The Reserve Bank of India (RBI) has on Tuesday extended the withdrawal limit of cash from bank deposit accounts. The decision was taken as certain depositors are hesitating to deposit their money into the bank accounts as the current limits on cash withdrawals from accounts is not adequate.
"As it is impeding active circulation of currency notes, it has been decided, on careful consideration, to allow withdrawals of deposits made in current legal tender notes on or after November 29, 2016 beyond the current limits; preferably, available higher denominations bank notes of Rs 2000 and Rs 500 are to be issued for such withdrawals," the statement said.
“One, as soon as enough new notes are printed (i.e. remonetisation is complete) and withdrawal limits raised, much of the new deposits could leave the banks. Two, the RBI would have had a preference to suck out temporary super-normal liquidity increases. And since Saturday’s incremental CRR hike, the banks will also not be earning interest on the additional deposits, given CRR is non-remunerative. Under these circumstances, if the RBI believes than lending rates need to fall over time, in order to support growth and recovery, (especially given some growth drag following demonetisation), cutting the repo rate may provide a nudge. We are expecting a repo rate cut in the December 7 policy meeting,” said Pranjul Bhandari, chief India economist, HSBC.

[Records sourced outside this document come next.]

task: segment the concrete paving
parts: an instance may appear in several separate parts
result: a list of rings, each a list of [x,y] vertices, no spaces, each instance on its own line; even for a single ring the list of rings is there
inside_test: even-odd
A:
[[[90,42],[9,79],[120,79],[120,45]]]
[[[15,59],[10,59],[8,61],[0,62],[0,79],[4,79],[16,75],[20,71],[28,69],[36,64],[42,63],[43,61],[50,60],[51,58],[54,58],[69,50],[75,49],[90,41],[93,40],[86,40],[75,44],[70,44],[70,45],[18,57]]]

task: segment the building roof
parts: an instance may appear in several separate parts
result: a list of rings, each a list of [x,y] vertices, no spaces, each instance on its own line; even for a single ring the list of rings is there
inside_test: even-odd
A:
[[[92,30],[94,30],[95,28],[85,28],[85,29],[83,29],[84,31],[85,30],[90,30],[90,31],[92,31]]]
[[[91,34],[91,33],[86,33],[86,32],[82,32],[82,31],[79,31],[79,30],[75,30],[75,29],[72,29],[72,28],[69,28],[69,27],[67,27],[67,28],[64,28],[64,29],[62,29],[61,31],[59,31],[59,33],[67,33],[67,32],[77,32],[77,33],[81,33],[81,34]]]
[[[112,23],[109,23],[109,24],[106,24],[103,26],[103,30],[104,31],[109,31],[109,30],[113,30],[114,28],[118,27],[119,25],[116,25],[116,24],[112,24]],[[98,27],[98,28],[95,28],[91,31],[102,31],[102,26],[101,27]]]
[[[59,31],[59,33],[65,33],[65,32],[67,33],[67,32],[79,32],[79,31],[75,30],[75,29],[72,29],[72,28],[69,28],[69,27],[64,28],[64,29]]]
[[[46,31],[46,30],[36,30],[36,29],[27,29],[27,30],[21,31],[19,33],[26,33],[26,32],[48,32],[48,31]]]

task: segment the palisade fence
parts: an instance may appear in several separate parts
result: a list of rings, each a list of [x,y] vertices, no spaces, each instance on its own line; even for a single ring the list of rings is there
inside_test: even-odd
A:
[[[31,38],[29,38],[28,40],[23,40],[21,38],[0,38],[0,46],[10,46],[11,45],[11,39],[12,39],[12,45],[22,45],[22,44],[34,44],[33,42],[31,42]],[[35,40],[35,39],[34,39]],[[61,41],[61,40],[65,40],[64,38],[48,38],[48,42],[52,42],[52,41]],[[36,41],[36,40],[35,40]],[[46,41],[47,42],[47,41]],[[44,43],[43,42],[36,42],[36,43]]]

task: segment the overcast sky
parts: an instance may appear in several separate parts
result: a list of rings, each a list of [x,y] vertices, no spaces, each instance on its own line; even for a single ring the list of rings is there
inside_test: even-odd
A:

“We expect the RBI now to cut rates aggressively in December up to 50 basis points. Our expectation of a sub 3.5 per cent inflation rate in November/ December now looks sacrosanct. This will be consistent with a lower term structure of interest rates that will enormously benefit the banks at least in treasury gains for better provisioning when they have been entrusted with the onerous task of mobilising the entire accretion in yearly deposits in less than 2 months. Additionally, the loss to GDP will significantly widen the output gap, a perfect foil for cutting rates, in RBI words. Clearly, the banking sector is in challenging times,” said Soumya Kanti Ghosh, chief economic advisor, SBI.